OIG found that “lockup” procedures – during which reporters are allowed to view NASS’s monthly or annual market data prior to its release in order to write their own reports – are faulty. Specifically, OIG found three instances in which press articles were accidentally released before NASS’ own data. OIG investigators were also able to bring a cell phone into a lockup and observed a reporter using a wireless iPad – clear violations of USDA policies.
In those circumstances, market traders watching for the release of data on NASS’ website, rather than news reports, had delayed access to the numbers. A recent report from the the Federal Reserve Bank of Kansas City demonstrated “higher volatility may have persisted…if some groups of traders, wishing to place a trade only after accessing [crop reports], are unable to access the information at the same time as others with faster access.”
“The reports that NASS produces are extremely market sensitive and contain major principal economic indicators of the United States economy,” OIG wrote.
The Inspector General also found major gaps in NASS’ IT systems.

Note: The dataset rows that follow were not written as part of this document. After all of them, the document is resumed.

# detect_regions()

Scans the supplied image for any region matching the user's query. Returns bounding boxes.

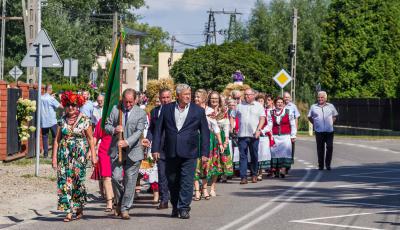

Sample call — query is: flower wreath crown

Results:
[61,91,85,107]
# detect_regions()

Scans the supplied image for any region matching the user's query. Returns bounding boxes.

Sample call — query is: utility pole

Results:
[204,9,217,45]
[204,9,242,45]
[0,0,22,80]
[112,12,118,52]
[0,0,6,80]
[289,8,298,102]
[168,36,176,70]
[227,9,242,41]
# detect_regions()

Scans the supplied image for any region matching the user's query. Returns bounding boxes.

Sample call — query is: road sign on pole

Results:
[21,29,62,176]
[64,58,78,83]
[21,30,62,68]
[273,69,292,96]
[8,66,23,81]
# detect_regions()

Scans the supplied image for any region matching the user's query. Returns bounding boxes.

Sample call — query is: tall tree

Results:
[171,42,278,93]
[248,0,328,101]
[321,0,400,98]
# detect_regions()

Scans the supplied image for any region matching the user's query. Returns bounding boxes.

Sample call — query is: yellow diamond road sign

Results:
[273,69,292,88]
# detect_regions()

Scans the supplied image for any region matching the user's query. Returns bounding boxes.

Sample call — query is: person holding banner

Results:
[105,88,147,220]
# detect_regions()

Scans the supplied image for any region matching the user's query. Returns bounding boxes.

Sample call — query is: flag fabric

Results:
[101,39,121,129]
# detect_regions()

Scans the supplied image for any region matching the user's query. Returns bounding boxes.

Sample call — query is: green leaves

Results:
[171,42,279,93]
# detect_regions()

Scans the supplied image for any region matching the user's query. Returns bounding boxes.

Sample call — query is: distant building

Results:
[93,27,147,90]
[158,52,183,79]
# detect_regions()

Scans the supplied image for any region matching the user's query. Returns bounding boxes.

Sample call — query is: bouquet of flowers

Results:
[17,98,36,141]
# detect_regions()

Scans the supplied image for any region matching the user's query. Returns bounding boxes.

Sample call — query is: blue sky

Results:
[135,0,255,51]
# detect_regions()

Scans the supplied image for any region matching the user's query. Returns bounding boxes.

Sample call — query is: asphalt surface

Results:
[0,137,400,230]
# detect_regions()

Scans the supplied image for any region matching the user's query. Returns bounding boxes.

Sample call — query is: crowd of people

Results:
[42,84,338,222]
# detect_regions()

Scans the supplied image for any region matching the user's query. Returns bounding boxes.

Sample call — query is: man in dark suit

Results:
[152,84,210,219]
[143,89,172,209]
[105,88,146,220]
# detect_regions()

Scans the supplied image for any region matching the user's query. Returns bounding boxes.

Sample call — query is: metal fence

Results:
[27,89,38,157]
[330,99,400,131]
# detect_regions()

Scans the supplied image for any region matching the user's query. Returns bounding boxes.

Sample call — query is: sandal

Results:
[203,188,211,200]
[104,199,113,212]
[75,208,83,220]
[63,213,72,222]
[193,190,201,201]
[210,189,217,197]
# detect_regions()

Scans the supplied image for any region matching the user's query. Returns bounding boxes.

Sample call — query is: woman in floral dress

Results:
[194,89,223,201]
[52,92,97,222]
[208,91,233,196]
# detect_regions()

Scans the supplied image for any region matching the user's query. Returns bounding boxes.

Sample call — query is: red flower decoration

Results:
[61,91,85,107]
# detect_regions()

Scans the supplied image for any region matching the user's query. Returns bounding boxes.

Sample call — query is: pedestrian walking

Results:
[208,91,233,197]
[143,89,172,210]
[283,92,301,173]
[152,84,210,219]
[105,88,147,220]
[93,118,114,212]
[91,94,104,128]
[308,91,339,170]
[267,97,297,178]
[52,91,97,222]
[234,89,265,184]
[40,84,64,158]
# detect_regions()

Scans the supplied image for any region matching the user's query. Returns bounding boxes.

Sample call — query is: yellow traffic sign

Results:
[273,69,292,89]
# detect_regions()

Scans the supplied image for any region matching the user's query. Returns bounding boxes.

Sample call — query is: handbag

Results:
[90,163,101,180]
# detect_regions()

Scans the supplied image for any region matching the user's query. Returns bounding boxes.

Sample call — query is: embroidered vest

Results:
[271,109,291,135]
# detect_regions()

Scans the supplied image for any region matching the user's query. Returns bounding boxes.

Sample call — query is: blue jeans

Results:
[239,137,259,179]
[165,156,197,211]
[157,159,169,203]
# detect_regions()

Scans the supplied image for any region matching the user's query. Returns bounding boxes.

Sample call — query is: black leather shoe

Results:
[157,202,168,210]
[171,209,179,218]
[179,210,190,219]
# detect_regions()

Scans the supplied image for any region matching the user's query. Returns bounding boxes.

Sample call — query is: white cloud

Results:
[141,0,254,14]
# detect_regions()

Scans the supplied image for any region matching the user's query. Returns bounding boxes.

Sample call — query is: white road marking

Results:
[239,172,322,230]
[342,175,398,180]
[295,221,385,230]
[290,210,399,230]
[301,139,400,154]
[337,193,400,200]
[334,141,400,154]
[334,180,400,188]
[218,170,311,230]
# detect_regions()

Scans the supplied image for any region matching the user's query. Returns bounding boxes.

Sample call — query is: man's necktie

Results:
[125,110,129,126]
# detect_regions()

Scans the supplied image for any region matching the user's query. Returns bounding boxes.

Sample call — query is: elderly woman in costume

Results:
[52,91,97,222]
[194,89,224,201]
[267,97,297,178]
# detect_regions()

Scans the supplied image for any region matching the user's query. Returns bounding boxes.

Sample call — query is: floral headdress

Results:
[61,91,85,107]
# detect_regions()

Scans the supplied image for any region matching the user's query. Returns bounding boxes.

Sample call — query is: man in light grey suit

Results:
[105,89,147,219]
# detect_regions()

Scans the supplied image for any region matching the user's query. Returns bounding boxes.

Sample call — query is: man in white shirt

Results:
[233,89,265,184]
[283,92,300,173]
[308,91,338,170]
[40,84,63,158]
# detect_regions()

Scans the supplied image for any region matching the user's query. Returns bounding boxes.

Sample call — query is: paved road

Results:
[3,138,400,230]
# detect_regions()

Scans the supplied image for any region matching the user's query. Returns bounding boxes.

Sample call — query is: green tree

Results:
[127,22,170,79]
[171,42,278,93]
[321,0,400,98]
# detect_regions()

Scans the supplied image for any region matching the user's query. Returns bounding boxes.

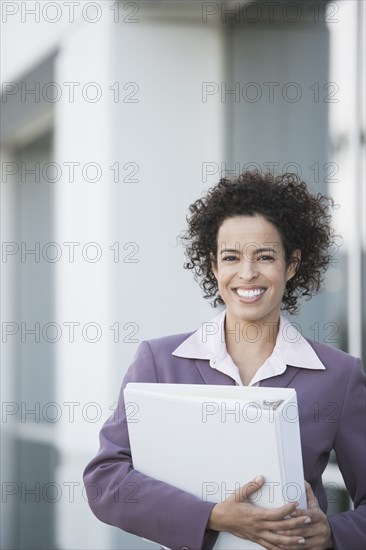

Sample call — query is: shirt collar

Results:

An audit found over 4,800 vulnerabilities on 899 devices across NASS’ network, “which NASS was not talking action on,” OIG wrote.
NASS says it has taken action to resolve 3,900 of those vulnerabilities, and will be reviewing its security systems with both internal and external groups.
NASS also says it will be working to improve lockup procedures. The agency has purchased “an electronic screening device that all lockup entrants must pass through to prevent wireless and cellular devices within lockup,” it reports. It will also revise a number of its lockup procedures by October 2014.